On 12.08.19 15:12, Nitesh Narayan Lal wrote:
> This patch series proposes an efficient mechanism for reporting free memory
> from a guest to its hypervisor. It especially enables guests with no page cache
> (e.g., nvdimm, virtio-pmem) or with small page caches (e.g., ram > disk) to
> rapidly hand back free memory to the hypervisor.
> This approach has a minimal impact on the existing core-mm infrastructure.
> This approach tracks all freed pages of the order MAX_ORDER - 2 in bitmaps.
> A new hook after buddy merging is used to set the bits in the bitmap for a freed
> page.
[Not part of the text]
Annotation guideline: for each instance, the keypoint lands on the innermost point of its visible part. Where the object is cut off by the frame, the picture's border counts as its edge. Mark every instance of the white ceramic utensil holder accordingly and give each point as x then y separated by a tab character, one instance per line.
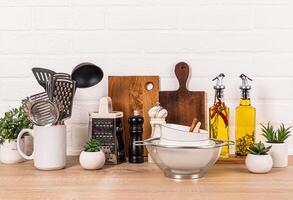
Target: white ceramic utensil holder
9	153
49	147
Each set bit is cleared after they are processed/checked for
> re-allocation.
> Bitmaps are stored on a per-zone basis and are protected by the zone lock. A
> workqueue asynchronously processes the bitmaps as soon as a pre-defined memory
> threshold is met, trying to isolate and report pages that are still free.
> The isolated pages are stored in a scatterlist and are reported via
> virtio-balloon, which is responsible for sending batched pages to the
> hypervisor. Once the hypervisor processed the reporting request, the isolated
> pages are returned back to the buddy.
> The thershold which defines the number of pages which will be isolated and
> reported to the hypervisor at a time is currently hardcoded to 16 in the guest.
> Benefit analysis:
> Number of 5 GB guests (each touching 4 to 5 GB memory) that can be launched on a
> 15 GB single NUMA system without using swap space in the host.
> Guest kernel--> Unmodified with v12 page reporting
> Number of guests--> 2 7
> Conclusion: In a page-reporting enabled kernel, the guest is able to report
> most of its unused memory back to the host. Due to this on the same host, I was
> able to launch 7 guests without touching any swap compared to 2 which were
> launched with an unmodified kernel.
> Performance Analysis:
> In order to measure the performance impact of this patch-series over an
> unmodified kernel, I am using will-it-scale/page_fault1 on a 30 GB, 24 vcpus
> single NUMA guest which is affined to a single node in the host. Over several
> runs, I observed that with this patch-series there is a degradation of around
> 1-3% for certain cases. This degradation could be a result of page-zeroing
> overhead which comes with every page-fault in the guest.
> I also tried this test on a 2 NUMA node host running page reporting
> enabled 60GB guest also having 2 NUMA nodes and 24 vcpus. I observed a similar
> degradation of around 1-3% in most of the cases.
> For certain cases, the variability even with an unmodified kernel was around
> 4-6% with every fresh boot. I will continue to investigate this further to find
> the reason behind it.
> Ongoing work-items:
> * I have a working prototype for supporting memory hotplug/hotremove with page
> reporting. However, it still requires more testing and fixes specifically on
> the hotremove side.
> Right now, for any memory hotplug or hotremove request bitmap or its
> respective fields are not changed. Hence, memory added via hotplug is not
> tracked in the bitmap. Similarly, removed memory is not reported to the
> hypervisor by using an online memory check.
> * I will also have to look into the details about how to handle page poisoning
> scenarios and test with directly assigned devices.
> Changes from v11:
> * Moved the fields required to manage bitmap of free pages to 'struct zone'.
> * Replaced the list which was used to hold and report the free pages with
> scatterlist.
> * Tried to fix the anti-kernel patterns and improve overall code quality.
> * Fixed a few bugs in the code which were reported in the last posting.
> * Moved to use MADV_DONTNEED from MADV_FREE.
> * Replaced page hinting in favor of page reporting.
> * Addressed other comments which I received in the last posting.
> Changes from v10:
> * Added logic to take care of multiple NUMA nodes scenarios.
> * Simplified the logic for reporting isolated pages to the host. (Eg. replaced
> dynamically allocated arrays with static ones, introduced wait event instead
> of the loop in order to wait for a response from the host)
> * Added a mutex to prevent race condition when page reporting is enabled by
> multiple drivers.
> * Simplified the logic responsible for decrementing free page counter for each
> zone.
> * Simplified code structuring/naming.

Some current limitations of this patchset seem to be

1. Sparse zones eventually wasting memory (1bit per 2MB).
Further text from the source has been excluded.